Published: 8:13 am June 17, 2022 | Updated: 8:13 am June 17, 2022
Inaccurate or deliberately misleading information has far-reaching consequences to nation building. It sows seeds of doubt in the very institutions that protect democracy and basic freedoms. This is especially dangerous when we think of the young schoolchildren who will eventually steer the country’s course. It is hard to imagine what future we are leaving them […]
Inaccurate or deliberately misleading information has far-reaching consequences to nation building. It sows seeds of doubt in the very institutions that protect democracy and basic freedoms.
This is especially dangerous when we think of the young schoolchildren who will eventually steer the country’s course. It is hard to imagine what future we are leaving them behind when they are exposed to distorted truths from the very sources and institutions that they deem reliable and accurate.
FPPC’s History Project has been an academic and pedagogical undertaking that analyzes the state of the new K-12 compliant textbooks in Grade 5-6 used in public and private schools, and how Philippine history is taught using these textbooks.
The result of the study culminated in a Public Forum: Pag-unlad ng Lipunan, Nakatindig sa Kasaysayan: The Role of Philippine History Education in Shaping Informed and Active Citizens with a Shared National Identity Public Forum successfully hosted with Dr. Maris Diokno as Resource Speaker last February 24, 2021.

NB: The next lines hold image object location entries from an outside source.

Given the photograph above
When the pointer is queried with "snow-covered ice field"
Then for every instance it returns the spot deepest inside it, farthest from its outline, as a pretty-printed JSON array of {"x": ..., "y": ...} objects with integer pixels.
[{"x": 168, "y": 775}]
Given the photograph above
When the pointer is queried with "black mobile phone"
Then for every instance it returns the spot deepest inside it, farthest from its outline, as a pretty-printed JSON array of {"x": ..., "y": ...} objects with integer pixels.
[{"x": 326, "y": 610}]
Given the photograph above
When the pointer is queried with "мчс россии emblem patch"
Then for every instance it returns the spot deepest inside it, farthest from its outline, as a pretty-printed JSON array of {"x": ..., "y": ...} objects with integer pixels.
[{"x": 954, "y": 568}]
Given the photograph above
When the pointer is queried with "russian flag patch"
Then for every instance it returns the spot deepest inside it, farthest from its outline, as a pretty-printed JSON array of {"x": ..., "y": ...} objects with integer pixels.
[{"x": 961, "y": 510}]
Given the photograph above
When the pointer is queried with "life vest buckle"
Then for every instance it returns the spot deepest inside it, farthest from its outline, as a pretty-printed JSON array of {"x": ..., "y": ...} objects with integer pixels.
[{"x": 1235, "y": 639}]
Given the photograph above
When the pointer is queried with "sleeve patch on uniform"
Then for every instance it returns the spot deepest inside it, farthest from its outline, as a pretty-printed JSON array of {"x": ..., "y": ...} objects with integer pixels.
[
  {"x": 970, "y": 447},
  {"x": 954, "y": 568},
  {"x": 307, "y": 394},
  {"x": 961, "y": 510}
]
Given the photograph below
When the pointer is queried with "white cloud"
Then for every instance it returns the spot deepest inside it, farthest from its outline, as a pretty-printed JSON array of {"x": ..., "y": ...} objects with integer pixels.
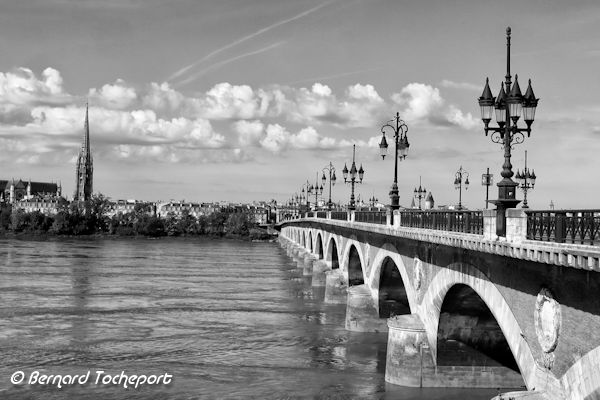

Over 420 individuals from the Department of Education Central and Regional Offices, Partner Private Schools, and invited stakeholders and advocates attended the forum.
The next phase of the History Project focuses on developing and offering CPD Training for Araling Panlipunan (AP) teachers. It aims to discuss the meaning and criteria of historical significance, the issues relating to historical significance, and the application of the concept and process of historical significance to social studies pedagogy.
Particularly, the project aims to :
Explain the meaning and value of historical significance.
Compare the meaning of historical significance with that in everyday life and other contexts.
Discuss various criteria used to evaluate the historical significance of a person, event, or idea, and provide examples.
Discuss issues concerning historical significance (e.g., perspective, temporality, contestability).
Present applications of historical significance in teaching and learning.
Model responses to worksheets assigned to participants; and
Synthesize the meaning, value, and pedagogical applications of historical significance.
The History Project and the CPD trainings are all geared towards improving the standards for teaching history; with the end goal of developing in our students a solid national identity based on an accurate rendering of historical facts, ultimately creating well- informed, patriotic citizens.
This goal is based on an assumption that there is a link between having those kinds of citizens and the way that these citizens care for public goods, and act in the national interest, that are ultimately good for creating cohesive societies and spur cultural and economic development.
One of the findings in a recent study on the teaching of social studies in Grades 5 and 6 in selected schools (Diokno Calingasan, and Lucman for the FEU Policy Center, 2021) shows that teachers tend to include as test items whatever appears in the textbooks with little or no regard for the historical significance of the content.
The result of this seeming inability to distinguish between what is and is not historically significant is that students are made to simply memorize what is in the textbooks in order to answer exercises and tests. History and social studies therefore appear as a series of one (boring) fact after another, with hardly any connection to the life of the learners.
Facts or events, after all, are not of equal value or significance, and the understanding of historical significance will enable both teacher and learner to apply critical thinking skills crucial to the processing of factual and interpretive information.
The pilot round ran on Sept. 18 and 25. The first actual round took place on Nov. 13, 20, and 27. A second round of training will take place in January 2022.